OpinionIsrael-Palestinian Conflict

Israel’s inner soul

Journalist Isabel Kershner refers to the Jewish state’s “corrosive occupation” of its own homeland.

A view of Beitar Illit and Tzur Hadassah, as seen from Gush Etzion in Judea and Samaria, on Nov. 25, 2019. Photo by Gershon Elinson/Flash90.
A view of Beitar Illit and Tzur Hadassah, as seen from Gush Etzion in Judea and Samaria, on Nov. 25, 2019. Photo by Gershon Elinson/Flash90.
Jerold S. Auerbach
Jerold S. Auerbach is the author of 12 books, including Print to Fit: The New York Times, Zionism and Israel (1896-2016) and Israel 1896-2016, selected for Mosaic by Ruth Wisse and Martin Kramer as a “Best Book for 2019.”

Isabel Kershner has long been a prolific writer about Israel and its enduring conflict with Palestinians. In Barrier: The Seam of the Israeli-Palestinian Conflict (2005), she explored the security wall built by Israel to protect its people from an unrelenting wave of Palestinian terrorist attacks. Two years later, she began reporting from Jerusalem for The New York Times.

Over time, she became fascinated with “Israel’s battle for its inner soul,” the subtitle of her recently published The Land of Hope and Fear. In her prologue, she describes Israel as “a modern miracle, a regional superpower, and a prosperous and innovative country projecting might to the world.” But her praise recedes as she perceives the entanglement of Israelis in “identity conflicts and culture wars” that threaten to “trample the rule of law and its future as a Jewish liberal democracy.”

In 1967, following Israel’s stunning victory in the Six-Day War, its “long-occupied territories” (known from antiquity as biblical Judea and Samaria), were newly settled by “messianic zealots” who, for Kershner, are at “the core of the problem.” This “group of fanatics” was “determined to push into the heavily Arab-populated biblical heartland of the West Bank.” Once the right-wing Likud government came to power in 1977, settlement homes “sprang up like mushrooms,” which was clearly distasteful to Kershner.

The “obvious hostility of the Palestinians toward their occupiers,” she writes, ignores the historic reality that it was Arabs who for many centuries had occupied the ancient Jewish homeland of Judea and Samaria. Although Kershner recognizes that “Jewish communities, however small, had maintained a constant presence in the Holy Land since the days of antiquity,” she nonetheless refers to Israel’s “corrosive occupation” of its own homeland. Following the Six-Day War in June 1967, Jewish settlers—beneficiaries of “complex and shadowy transactions”—had returned “in the dark of night” to regain their former homes as though it was a forbidden intrusion.

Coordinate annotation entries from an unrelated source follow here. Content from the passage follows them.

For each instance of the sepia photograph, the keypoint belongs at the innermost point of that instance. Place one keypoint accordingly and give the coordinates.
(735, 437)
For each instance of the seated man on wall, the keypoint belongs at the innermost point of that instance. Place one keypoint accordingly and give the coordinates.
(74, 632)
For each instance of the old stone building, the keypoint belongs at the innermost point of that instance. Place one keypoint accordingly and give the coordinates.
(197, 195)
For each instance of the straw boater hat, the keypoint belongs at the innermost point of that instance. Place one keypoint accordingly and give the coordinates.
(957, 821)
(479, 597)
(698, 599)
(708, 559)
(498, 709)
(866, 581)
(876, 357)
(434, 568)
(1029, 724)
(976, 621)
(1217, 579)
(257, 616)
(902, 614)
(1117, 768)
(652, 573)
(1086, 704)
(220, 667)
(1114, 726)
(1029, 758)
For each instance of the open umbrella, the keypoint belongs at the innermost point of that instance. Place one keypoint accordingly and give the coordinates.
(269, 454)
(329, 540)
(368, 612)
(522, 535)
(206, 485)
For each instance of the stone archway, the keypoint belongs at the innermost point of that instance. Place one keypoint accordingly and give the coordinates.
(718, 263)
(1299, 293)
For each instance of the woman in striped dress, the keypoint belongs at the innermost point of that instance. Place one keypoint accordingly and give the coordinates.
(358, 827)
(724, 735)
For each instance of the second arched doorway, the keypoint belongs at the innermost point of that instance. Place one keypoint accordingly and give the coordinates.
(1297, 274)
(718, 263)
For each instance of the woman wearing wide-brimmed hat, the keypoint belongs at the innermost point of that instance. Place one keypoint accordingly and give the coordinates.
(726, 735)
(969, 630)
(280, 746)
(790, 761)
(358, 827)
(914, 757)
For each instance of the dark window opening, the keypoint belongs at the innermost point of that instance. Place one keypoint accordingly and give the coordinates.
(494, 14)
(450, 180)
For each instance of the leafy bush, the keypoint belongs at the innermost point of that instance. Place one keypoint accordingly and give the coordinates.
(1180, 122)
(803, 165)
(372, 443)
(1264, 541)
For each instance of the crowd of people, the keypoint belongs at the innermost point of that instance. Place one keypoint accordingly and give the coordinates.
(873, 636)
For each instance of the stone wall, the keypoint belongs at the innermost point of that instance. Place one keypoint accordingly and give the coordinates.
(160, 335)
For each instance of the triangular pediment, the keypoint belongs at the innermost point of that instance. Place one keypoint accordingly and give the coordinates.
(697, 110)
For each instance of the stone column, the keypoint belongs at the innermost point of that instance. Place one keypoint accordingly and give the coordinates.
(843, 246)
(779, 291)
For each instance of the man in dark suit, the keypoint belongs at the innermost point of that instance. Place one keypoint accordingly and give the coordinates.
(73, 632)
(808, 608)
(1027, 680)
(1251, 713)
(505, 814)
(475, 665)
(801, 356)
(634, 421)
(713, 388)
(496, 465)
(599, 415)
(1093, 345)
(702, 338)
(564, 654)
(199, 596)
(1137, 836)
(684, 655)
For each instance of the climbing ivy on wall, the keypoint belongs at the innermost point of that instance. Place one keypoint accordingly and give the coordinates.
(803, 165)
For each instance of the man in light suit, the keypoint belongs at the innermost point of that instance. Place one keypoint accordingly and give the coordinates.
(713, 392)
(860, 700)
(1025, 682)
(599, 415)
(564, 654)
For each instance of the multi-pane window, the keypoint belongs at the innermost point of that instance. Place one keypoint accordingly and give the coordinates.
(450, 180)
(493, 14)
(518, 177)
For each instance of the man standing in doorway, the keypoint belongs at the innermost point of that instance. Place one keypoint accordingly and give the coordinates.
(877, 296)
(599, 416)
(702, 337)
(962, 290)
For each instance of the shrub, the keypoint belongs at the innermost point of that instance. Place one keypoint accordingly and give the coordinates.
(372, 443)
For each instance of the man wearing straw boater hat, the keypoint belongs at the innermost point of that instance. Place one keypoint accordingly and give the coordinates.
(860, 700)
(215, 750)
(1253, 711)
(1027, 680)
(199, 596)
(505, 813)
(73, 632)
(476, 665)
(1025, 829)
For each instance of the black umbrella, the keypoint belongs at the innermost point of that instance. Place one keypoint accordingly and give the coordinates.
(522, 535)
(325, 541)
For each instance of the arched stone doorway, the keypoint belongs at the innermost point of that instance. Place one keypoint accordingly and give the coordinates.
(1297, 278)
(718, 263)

After a Palestinian stabbed 12 Israelis in Tel Aviv, Kershner wrote about the pious terrorist, his mother and family, and their sparsely furnished apartment. Nothing was written about the Jewish victims, their families or their homes. Following a wave of Palestinian terrorist attacks, Kershner failed to distinguish between assailants and victims. Instead, she noted that “intensifying violence has claimed lives on both sides.” After an Israeli woman settler was fatally stabbed in the presence of three of her children, dominating Israeli news, Kershner—who did not report her gruesome murder—merely noted that “much of the world considers the settlements illegal and an obstacle to the establishment of an independent Palestinian state.”

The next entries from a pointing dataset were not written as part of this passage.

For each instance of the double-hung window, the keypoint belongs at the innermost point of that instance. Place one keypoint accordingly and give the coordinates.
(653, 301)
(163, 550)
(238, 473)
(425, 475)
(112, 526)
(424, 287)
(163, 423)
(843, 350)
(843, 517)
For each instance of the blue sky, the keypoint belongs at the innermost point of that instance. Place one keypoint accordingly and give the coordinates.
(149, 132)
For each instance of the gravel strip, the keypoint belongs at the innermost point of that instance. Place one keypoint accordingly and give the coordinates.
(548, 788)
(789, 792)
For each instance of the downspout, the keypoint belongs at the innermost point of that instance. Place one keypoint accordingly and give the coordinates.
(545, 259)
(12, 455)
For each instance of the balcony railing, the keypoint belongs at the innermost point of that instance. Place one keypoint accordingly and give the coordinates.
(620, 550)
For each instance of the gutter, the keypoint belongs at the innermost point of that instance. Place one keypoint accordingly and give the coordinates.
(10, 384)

Kershner follows in the ideological footsteps of her Times’ predecessors. Once there was a Jewish state, a stream of Times Jerusalem bureau chiefs and columnists became Israel’s critics. Thomas Friedman led the way. A relentless critic of Israel for ignoring the plight of Palestinians, he blamed it for its “colonial Israeli occupation of Palestinian land” (biblical Judea and Samaria). Identifying Israelis with Southern racists, he equated a violent Palestinian uprising that targeted Israeli civilians with the American civil-rights struggle. Comparing Israel to South Africa, he warned that unless it halted settlement construction, it would become an “apartheid-like state.” As the self-appointed chronicler of Israel’s failings, he absurdly claimed to be helping it to preserve its moral integrity.

Columnist Anthony Lewis, a hectoring critic of Israel, wrote that “occupation requires repression,” insuring “the corruption of its own democratic ethic.” Infuriated with Jewish settlements by “Jewish zealots,” he identified “chilling similarities” with South African apartheid. Roger Cohen recommended American “hammering” on Israeli for its occupation, which made it “impossible for Israel to be a democratic and Jewish state.” For Nicholas Kristof, settlements were “Israeli colonies,” and settlers were “suffocating, impoverishing and antagonizing” Palestinians.

For Isabel Kershner, “Israel’s battle for its inner soul” is doomed to failure for as long as it “occupies” its biblical homeland. To the contrary. Israel’s soul is preserved for as long as it retains biblical Judea and Samaria.

The opinions and facts presented in this article are those of the author, and neither JNS nor its partners assume any responsibility for them.